Common use of Proxy or Information Statement Clause in Contracts

Proxy or Information Statement. The Company Proxy Statement or the Information Statement, as applicable, will, if and when filed with the SEC and at the time it is mailed to the Company Stockholders comply as to form in all material respects with the applicable requirements of the Exchange Act. None of the information provided by the Company to be included in the Company Proxy Statement, the CF Corp Proxy Statement or the Information Statement, as applicable, at the date it is first mailed to the Company Stockholders or the CF Corp Shareholders, and at the time of the Company Stockholders Meeting and/or the CF Corp Shareholders Meeting, as applicable, will contain any untrue statement of a material fact or omit to state any material fact required to be stated therein or necessary in order to make the statements therein, in light of the circumstances under which they were made, not misleading.
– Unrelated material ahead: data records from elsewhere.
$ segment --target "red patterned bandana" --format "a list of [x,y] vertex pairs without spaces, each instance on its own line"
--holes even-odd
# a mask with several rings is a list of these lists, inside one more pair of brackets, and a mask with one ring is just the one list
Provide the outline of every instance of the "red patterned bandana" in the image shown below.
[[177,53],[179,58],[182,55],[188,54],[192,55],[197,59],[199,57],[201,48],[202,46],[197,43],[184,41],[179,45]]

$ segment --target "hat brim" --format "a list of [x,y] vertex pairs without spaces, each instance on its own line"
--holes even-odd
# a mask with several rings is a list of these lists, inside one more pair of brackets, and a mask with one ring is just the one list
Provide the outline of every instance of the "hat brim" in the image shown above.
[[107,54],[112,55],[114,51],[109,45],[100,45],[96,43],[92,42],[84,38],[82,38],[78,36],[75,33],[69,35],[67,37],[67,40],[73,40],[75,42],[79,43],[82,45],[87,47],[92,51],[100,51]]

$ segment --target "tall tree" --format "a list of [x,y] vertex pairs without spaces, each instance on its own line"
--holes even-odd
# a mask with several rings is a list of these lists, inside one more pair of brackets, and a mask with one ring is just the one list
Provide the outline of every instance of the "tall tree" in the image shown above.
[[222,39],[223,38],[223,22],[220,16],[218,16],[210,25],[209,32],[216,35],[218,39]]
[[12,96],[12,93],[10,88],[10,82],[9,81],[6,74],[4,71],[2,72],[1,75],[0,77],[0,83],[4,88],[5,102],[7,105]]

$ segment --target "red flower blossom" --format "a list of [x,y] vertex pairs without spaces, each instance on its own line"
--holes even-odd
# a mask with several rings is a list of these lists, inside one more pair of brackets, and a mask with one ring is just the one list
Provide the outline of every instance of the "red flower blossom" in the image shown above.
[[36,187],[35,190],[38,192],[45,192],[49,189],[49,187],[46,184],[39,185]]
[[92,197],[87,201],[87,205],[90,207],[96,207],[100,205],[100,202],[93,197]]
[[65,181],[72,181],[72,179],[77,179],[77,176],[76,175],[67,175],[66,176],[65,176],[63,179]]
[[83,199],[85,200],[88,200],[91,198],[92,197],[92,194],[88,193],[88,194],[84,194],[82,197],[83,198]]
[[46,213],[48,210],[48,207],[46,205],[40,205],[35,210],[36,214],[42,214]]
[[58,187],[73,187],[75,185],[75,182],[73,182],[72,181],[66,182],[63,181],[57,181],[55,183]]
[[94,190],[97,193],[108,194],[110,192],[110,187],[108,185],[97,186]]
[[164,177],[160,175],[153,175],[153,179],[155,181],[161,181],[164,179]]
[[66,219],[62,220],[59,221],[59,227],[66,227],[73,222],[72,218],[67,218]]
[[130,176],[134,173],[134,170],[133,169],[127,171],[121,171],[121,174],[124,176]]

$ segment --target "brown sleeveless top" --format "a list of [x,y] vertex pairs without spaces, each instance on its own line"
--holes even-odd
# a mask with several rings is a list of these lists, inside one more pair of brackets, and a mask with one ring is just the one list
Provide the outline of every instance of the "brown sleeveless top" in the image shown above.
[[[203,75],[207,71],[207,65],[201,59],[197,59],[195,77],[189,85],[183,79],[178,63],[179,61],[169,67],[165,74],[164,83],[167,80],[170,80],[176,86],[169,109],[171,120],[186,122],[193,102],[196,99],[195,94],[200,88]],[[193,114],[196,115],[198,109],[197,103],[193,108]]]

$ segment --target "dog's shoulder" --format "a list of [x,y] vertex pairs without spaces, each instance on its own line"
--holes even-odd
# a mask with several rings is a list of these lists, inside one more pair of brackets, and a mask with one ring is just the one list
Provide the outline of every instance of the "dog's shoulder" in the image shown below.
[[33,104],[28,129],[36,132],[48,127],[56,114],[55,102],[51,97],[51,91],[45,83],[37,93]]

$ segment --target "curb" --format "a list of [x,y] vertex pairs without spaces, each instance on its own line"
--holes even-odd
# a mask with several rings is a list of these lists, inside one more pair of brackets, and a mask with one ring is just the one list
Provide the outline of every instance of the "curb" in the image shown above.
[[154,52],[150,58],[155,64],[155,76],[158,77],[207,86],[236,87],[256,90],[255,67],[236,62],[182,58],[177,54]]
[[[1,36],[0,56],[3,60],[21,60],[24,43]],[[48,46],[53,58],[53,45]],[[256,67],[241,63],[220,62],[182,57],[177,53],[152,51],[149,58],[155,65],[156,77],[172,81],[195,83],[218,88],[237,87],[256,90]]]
If at any time prior to the Effective Time any event with respect to the Company or any of its Subsidiaries shall occur which is required to be described in the Company Proxy Statement, the CF Corp Proxy Statement or the Information Statement, as applicable, such event shall be so described, and an amendment or supplement shall be filed with the SEC and, if required by Law, disseminated to the Company Stockholders and the CF Corp Shareholders. Notwithstanding the foregoing, the Company makes no representation or warranty with respect to any information supplied by CF Corp, Parent or Merger Sub that is contained or incorporated by reference in any of the foregoing documents.